Nueva golosina olfativa

Nina Rouge es un floral desmedido, excesivo, radicalmente delicioso creado por Olivier Cresp y Marie Sala Magne. Con él, el perfumista autor de Nina, da continuidad a su colaboración con la Maison Nina Ricci.

Un toque de jugosa frambuesa. Una pizca de cidra, viva y acidulada, para despertar la curiosidad. Así se presenta esta nueva golosina olfativa. La flor de jengibre, ligeramente especiada, hace vibrar las delicadas notas de gardenia, con acordes aterciopelados, casi cremosos. La vainilla bourbon y el caramelo crujiente aportan a Nina Rouge su delicioso toque único.

Himno rouge

La modelo holandesa Estella Boersma continúa su historia con Nina Ricci y da vida a la alegre impertinencia de Nina Rouge. Rojo como la delicia intensa, una pizca de irreverencia, oculta tras una aparente ingenuidad.

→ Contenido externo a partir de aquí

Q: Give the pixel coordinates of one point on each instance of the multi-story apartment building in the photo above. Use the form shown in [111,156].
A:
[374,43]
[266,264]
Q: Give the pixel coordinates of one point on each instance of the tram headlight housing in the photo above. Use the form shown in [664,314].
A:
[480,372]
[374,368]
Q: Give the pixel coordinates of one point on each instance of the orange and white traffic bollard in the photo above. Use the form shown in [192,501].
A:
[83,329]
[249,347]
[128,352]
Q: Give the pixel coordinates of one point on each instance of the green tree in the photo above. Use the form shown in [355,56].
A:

Nina, la vida de ensueño de un icono

Nina, creación emblemática de Nina Ricci, oda a los cuentos y los sueños, fue lanzada en 2006. Fragancia romántica y mágica, sigue tejiendo una increíble historia de amor con las jóvenes de todo el mundo. Un frasco convertido en objeto de culto, símbolo de la tentación, una manzana alegórica cuyo cristal de rojiza transparencia contrasta con la plata brillante de las hojas estilizadas, una reinterpretación contemporánea de la inolvidable Fille d’Eve diseñada por la maison Lalique en 1952.